Zijn eerste brief.
Wie herinnert zich niet dat gewichtige, onvergetelijke oogenblik, toen men den eersten brief van hem ontving?
De eerste brief vol zoete woorden, vol betuigingen van eerbied, liefde, hoop, vol teedere vragen en bescheiden aarzeling; de brief, die het hart zoo haastig doet kloppen, die den blos naar de frissche wangen jaagt, die de oogen laat vonkelen en den geest vervult met rozige gedachten voor de toekomst.
Van wien die brief ook komen mag, altijd behelst hij hetzelfde, altijd oefent hij dezelfde toovermacht uit, altijd blijft het oogenblik van zijn ontvangst een tijdperk in het leven der jeugd. Wat die brief ook moge brengen, wat voor beloften hij ook bergt, die vervuld worden òf verijdeld, of hij de eerste blijkt te zijn van een lange reeks brieven, of wel de laatste blijft, toch is er alle kans op dat van alle brieven, die de jonge dame in het vervolg nog zal ontvangen, er geen enkele zal wezen, die zulk een indruk op haar hart zal maken als deze eerste.

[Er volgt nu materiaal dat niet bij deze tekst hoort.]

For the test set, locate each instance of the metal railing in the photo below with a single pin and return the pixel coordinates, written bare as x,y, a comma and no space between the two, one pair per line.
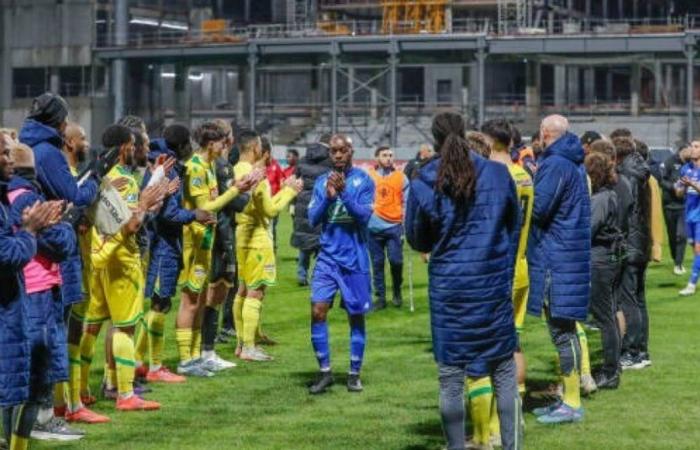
485,26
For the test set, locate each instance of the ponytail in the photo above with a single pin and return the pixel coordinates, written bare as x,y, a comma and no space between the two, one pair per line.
456,177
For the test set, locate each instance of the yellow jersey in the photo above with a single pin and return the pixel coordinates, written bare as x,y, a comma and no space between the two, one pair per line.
84,240
120,248
526,196
199,185
253,223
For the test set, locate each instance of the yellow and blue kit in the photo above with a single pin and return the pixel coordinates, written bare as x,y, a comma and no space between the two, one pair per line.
116,282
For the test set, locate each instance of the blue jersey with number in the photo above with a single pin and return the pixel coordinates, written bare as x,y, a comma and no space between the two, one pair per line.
344,220
692,197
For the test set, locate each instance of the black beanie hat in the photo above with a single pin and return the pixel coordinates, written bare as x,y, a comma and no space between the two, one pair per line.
49,109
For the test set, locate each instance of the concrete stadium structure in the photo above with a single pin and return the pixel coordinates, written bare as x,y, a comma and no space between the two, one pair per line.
297,68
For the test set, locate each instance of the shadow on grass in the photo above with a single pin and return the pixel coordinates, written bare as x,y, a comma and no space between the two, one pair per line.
431,431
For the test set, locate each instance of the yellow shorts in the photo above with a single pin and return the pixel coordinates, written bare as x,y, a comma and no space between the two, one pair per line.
256,267
116,294
520,295
196,259
78,310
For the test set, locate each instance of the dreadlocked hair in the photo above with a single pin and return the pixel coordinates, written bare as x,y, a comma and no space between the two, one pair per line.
456,178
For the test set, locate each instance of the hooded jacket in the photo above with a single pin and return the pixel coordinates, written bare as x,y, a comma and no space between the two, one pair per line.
54,245
559,248
16,250
639,234
670,174
314,164
165,231
472,256
606,235
52,169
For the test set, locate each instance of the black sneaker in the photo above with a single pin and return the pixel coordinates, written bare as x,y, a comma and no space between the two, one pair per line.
644,359
323,381
354,383
379,304
606,381
221,339
56,430
629,362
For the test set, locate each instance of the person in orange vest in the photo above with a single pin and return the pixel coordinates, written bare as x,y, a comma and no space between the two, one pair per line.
385,225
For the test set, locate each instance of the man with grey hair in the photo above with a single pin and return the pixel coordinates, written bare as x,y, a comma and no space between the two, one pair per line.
559,257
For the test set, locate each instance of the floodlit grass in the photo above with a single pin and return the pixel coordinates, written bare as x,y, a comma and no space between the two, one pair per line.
266,406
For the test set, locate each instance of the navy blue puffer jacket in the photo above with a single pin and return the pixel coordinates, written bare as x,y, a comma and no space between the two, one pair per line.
165,232
471,264
559,248
16,250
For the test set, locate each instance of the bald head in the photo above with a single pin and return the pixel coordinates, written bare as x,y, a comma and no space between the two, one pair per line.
75,143
553,127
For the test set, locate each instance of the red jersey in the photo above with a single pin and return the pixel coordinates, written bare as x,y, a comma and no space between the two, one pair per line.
275,175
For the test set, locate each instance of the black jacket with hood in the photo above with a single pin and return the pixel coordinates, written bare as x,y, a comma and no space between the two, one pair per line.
315,163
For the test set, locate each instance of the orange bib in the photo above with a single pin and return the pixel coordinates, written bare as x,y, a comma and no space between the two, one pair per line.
388,197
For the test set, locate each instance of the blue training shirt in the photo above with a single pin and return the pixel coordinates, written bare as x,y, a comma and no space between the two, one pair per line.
344,220
692,197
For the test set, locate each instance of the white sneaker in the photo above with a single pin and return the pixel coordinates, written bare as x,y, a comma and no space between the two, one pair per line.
215,363
588,385
688,290
254,354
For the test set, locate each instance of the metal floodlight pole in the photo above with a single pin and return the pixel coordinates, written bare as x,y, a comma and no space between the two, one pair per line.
690,85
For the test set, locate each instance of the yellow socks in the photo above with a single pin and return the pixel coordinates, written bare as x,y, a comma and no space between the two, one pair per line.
583,341
196,349
87,352
572,386
251,320
480,393
156,337
142,339
494,424
238,317
183,337
123,350
18,443
73,377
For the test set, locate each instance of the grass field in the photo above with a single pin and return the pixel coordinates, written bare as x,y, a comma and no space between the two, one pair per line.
266,406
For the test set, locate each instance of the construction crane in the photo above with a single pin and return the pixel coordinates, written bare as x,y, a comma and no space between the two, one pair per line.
413,16
514,15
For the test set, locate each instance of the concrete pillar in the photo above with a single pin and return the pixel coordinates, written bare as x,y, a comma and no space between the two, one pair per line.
588,85
690,87
668,84
572,86
559,85
334,92
635,88
393,67
481,62
252,85
182,97
351,86
121,19
532,88
608,85
373,101
658,84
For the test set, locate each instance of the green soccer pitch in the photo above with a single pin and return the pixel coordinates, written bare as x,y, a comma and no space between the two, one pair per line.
266,405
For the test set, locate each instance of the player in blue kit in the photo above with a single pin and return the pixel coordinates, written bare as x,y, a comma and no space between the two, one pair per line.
689,184
342,203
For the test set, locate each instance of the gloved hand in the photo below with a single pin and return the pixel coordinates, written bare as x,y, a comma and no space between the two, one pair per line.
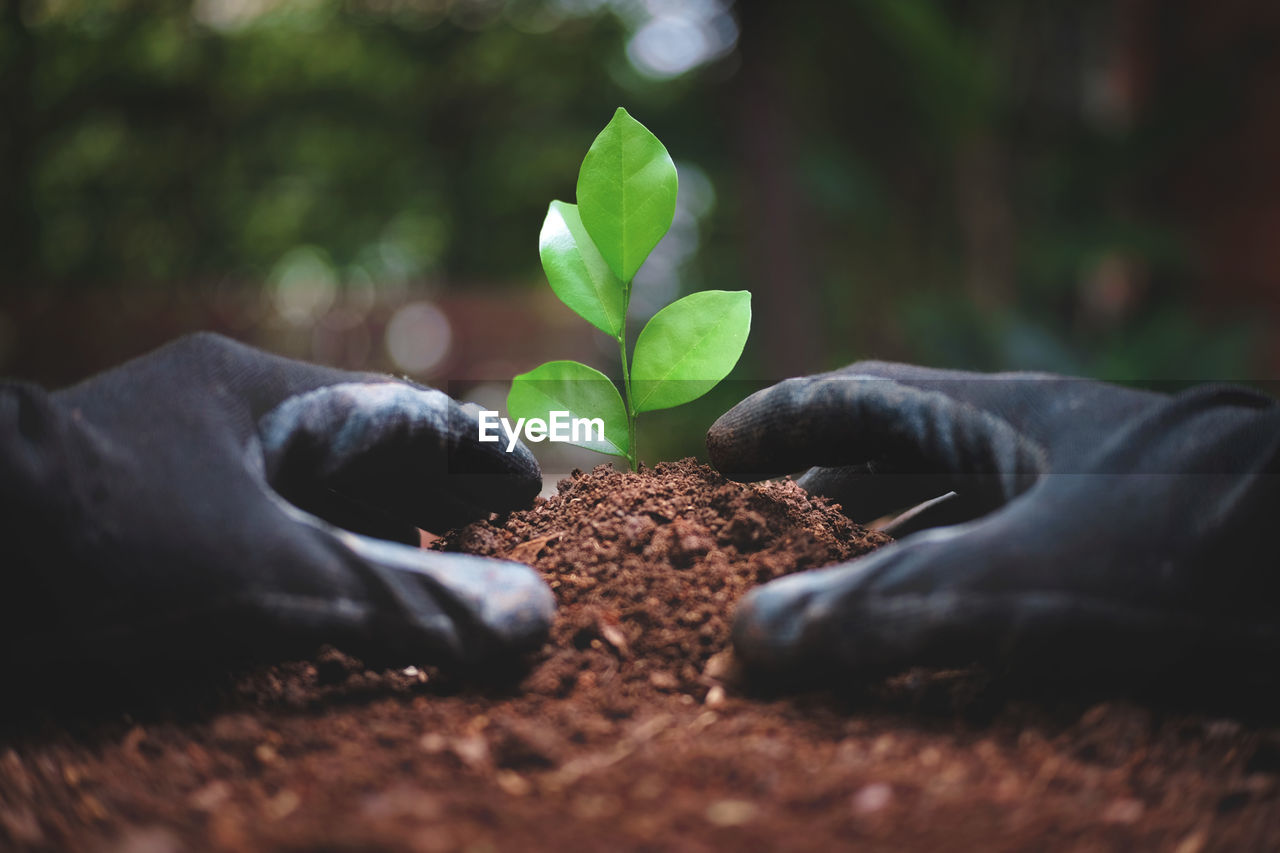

Wie zou niet wenschen voor het schoone meisje met haar diepe, zielvolle oogen, dat de ontvangst van het witte blaadje papier, hetwelk haar zooveel te denken geeft, een gelukkige richting zal geven aan haar leven, en dat zij in latere, veel latere jaren altijd met voldoening en dankbaarheid zal denken, aan het gedenkwaardige oogenblik, toen zij haar eersten brief ontving?